Open beyang opened 5 years ago
https://cloud.google.com/kubernetes-engine/docs/how-to/maintenance-window
We get to choose a maintenance window and @ggilmore currently has it set to SF timezone so the on-call person is likely awake during that time.
These upgrades are not things we should take lightly, they contain important security fixes. So, if we disable these, what is our plan to ensure we are on-top of upgrades and rolling them out in a similar timeframe (<24hr)?
The maintenance window is daily, which might be too frequent for us. What do you think about doing it weekly or even monthly. Critical updates will still be applied automatically:
GKE reserves the right to roll out unplanned, emergency upgrades outside of maintenance windows. Additionally, mandatory upgrades to upgrade from deprecated or outdated software might automatically occur outside of maintenance windows.
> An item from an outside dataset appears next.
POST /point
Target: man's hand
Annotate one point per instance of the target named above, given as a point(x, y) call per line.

Whatever we do, the on-call person must be made aware of the maintenance window (whether manual or automatic), so they are not caught off-guard.
Disable node auto-upgrades for sourcegraph.com and implement a manual upgrade schedule. Auto-upgrades result in downtime (most recently: https://sourcegraph.slack.com/archives/C0J618TTM/p1562100477015600, which resulted in 7 minutes of downtime). This is disruptive to the person on-call and results in a poor experience for users.
@ggilmore can we disable auto-upgrades and move to a manual update schedule?